Common challenges in complex environments
Chemicals are everywhere, used in every industry. Whether it’s paint used in automotive manufacturing, chemicals used in pharmaceuticals or manufacturing of beauty products, pesticides, fertilizers, rubber and plastic formulation or simply chemicals used for cleaning virtually anything, chemicals are there. Regulations are robust when it comes to handling chemicals. Wherever workers come in contact with chemicals, they are going to be required to wear hand protection.
There are fundamental challenges—and truths—that are consistent whenever and wherever workers are required to wear gloves. Workers want three things from their gloves—comfort, performance and protection, probably in that order. Fail on the first two—if gloves are uncomfortable or make it difficult to do the job—and the worker will remove the gloves or find an alternative, even if that alternative doesn’t provide the necessary protection. This is true even in environments where chemicals are present, and to ignore this truth is to invite non-compliance.
Chemical gloves are evaluated on three characteristics:
(1) Penetration—Simply put, if you pour water in the glove, how much makes it through?
(2) Permeation—Can a chemical, over time, work its way through? Think about helium escaping a balloon.
(3) Degradation—Do the chemicals break down the materials in the glove over time?
The impact of chemical penetration in terms of comfort and performance is fairly obvious—why bother with gloves at all if your hands are still getting wet?—as is degradation—no one wants to wear a glove that’s falling apart. But permeability is a critical consideration when it comes to protection. Chemical gloves, by definition, must prevent chemicals from reaching the skin. But that works both ways. Some non-permeable gloves can be hot, sweaty and uncomfortable, leading workers to pull them off frequently or use a different type of glove that’s more breathable but doesn’t protect the hands the way it should.

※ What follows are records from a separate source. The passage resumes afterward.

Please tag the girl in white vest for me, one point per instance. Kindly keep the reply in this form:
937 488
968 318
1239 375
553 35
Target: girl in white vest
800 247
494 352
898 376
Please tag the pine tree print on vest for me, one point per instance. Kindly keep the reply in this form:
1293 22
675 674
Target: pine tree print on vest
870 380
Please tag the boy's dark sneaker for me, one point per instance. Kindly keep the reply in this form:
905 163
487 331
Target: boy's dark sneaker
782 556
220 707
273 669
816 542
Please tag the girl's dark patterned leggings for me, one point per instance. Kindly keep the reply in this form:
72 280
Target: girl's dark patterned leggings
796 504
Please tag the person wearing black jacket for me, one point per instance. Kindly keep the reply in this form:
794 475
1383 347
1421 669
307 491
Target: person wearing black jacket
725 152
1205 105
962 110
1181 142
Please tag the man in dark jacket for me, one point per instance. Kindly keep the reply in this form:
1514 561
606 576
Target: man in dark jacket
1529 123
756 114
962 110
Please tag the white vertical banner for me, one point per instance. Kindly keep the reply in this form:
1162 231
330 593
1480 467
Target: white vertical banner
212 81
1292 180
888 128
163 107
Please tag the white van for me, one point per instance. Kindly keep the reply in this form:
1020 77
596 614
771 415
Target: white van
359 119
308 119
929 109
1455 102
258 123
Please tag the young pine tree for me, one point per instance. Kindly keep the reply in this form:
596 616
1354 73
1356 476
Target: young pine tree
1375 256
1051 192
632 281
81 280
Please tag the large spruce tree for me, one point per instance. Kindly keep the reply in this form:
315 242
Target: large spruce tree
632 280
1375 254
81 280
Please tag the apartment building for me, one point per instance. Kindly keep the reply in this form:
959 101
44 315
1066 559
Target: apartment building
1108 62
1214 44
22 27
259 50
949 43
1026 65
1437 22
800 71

Even in tightly regulated environments where chemicals are common, non-compliance trumps glove performance as the biggest obstacle to worker safety. Consider this: Across industries, 43 percent of workers don’t know if the gloves they wear adequately protect their hands, according to one study. That’s outrageous.
Understanding the options
Clearly, education and awareness are lacking, and that’s compounded when dealing with millions of chemicals and various materials used that protect against them. Informed workers do not have to choose between comfort, performance or protection. Through new technologies, materials and creative approaches, glove manufacturers are finding ways to address the many needs of the worker while not compromising protection from potentially dangerous chemicals.

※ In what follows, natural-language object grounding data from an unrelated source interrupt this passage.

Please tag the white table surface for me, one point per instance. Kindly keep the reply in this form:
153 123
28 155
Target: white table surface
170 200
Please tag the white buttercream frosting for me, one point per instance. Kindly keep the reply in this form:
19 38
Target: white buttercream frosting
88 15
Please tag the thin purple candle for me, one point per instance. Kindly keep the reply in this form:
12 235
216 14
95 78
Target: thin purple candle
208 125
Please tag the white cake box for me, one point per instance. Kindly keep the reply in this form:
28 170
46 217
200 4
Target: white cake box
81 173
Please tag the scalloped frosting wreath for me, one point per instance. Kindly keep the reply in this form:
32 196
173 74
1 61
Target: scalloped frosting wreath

New technologies are leading to significant improvements in moisture management, either with the glove itself or in combination with a liner. These gloves improve grip, even in wet, oily conditions, and better manage sweat to keep the hands dry and comfortable. Double-donning remains a viable option in some cases—wearing a cut-protection glove under a chemical glove, or a thermal management glove under or over a chemical glove. But some gloves are designed to protect against chemicals while also providing abrasion and puncture resistance—deployed appropriately from fingertip to palm, all the way up the sleeve.
Knowledge is the key to ensuring workers are not only protected, but equipped with the best tools for their jobs.